I Romani avevano affrontato la conquista dei regni mediterranei, privi di uno spirito mistico e insensibili ai richiami metafisici. Sicché l’avvicinarsi alle religioni orientali di sapore più mistico, così come a quelle nord-occidentali di sapore più animistico, li orientò verso un sincretismo, talora superficiale e scettico ma talora settario, esoterico, specioso.

Nella villa imperiale di Ponza è più che evidente come il complesso pescicolo sia di derivazione orientale. Lo afferma Jacono il quale, fa riferimento a marmi e decorazioni che lui ha visto. La peschiera principale lui la descrive dotata di una colonna, posta in un luogo speciale e con sopra recante un’immagine (supposta) votiva.

Non solo, egli riporta anche calcoli matematici e astrologici da cui deduce che la peschiera sia in posizione tale da subire le influenze della costellazione dell’Orsa Maggiore e del Dragone.
Cosa potesse conseguire tale posizione? C’è da rimanere di stucco! Riporto quanto da lui scritto: “Ora, ci è nota da Plinio e da altri autori la credenza degli antichi che le murene non avessero maschi, perché fecondate dai serpi e pertanto potremmo ritenere assai probabile anche la credenza che le murene della piscina Ponziana, avviatesi da quella grotticella a destra dell’ingresso della sala grande, pel canale sotterraneo fino ad uscire al centro della colonna col simulacro, fossero ivi fecondate dai misteriosi effluvi del dragone astrale, procreando così altri esemplari superbamente adatti, a causa della loro origine soprannaturale alla ichthyomanteia, colà esercitata.
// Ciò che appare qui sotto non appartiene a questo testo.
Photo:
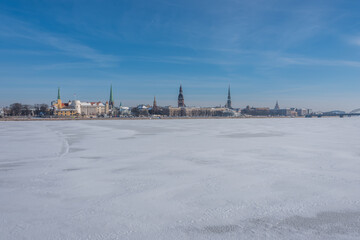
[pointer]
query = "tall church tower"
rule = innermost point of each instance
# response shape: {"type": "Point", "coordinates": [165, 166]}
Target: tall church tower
{"type": "Point", "coordinates": [181, 98]}
{"type": "Point", "coordinates": [111, 100]}
{"type": "Point", "coordinates": [228, 102]}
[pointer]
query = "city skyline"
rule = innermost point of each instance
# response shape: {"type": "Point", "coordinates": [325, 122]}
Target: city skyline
{"type": "Point", "coordinates": [303, 54]}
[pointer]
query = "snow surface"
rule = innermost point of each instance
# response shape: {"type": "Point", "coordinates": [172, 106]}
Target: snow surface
{"type": "Point", "coordinates": [180, 179]}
Quella sala, luminosa di marmi e ricchi ornamenti, costituiva lo straordinario talamo di così straordinarie nozze” (pag. 59).

Sono senza parole! E, nonostante il mio ripudio da simili credenze, devo ribadire, sulle orme di Jacono, che nell’interno dei cunicoli incisi che si innestano nelle fenditure naturali della roccia, i Romani pensavano che ci fossero mistioni con l’acqua dolce, ingabbiata nei serbatoi (oggi giacenti sul Cimitero), alimentati dalle piogge.

E’ stupefacente l’ordito delle credenze che supportava opere ingegneristiche così sofisticate!
A favore di chi ?

Qui Jacono ci toglie ogni imbarazzo. Scrive senza esitazione: “Se troviamo sulla penisoletta della Madonna, una villa di eccezionale suntuosità e ampiezza, fosse pur limitata al solo promontorio, ci sentiamo autorizzati ad ammettere, ipotesi molto verosimile, che proprio in questa villa i suddetti discendenti di illustre stirpe fossero relegati, perché la villa, costruita negli ultimi anni della Repubblica, era compresa nel patrimonio imperiale ”.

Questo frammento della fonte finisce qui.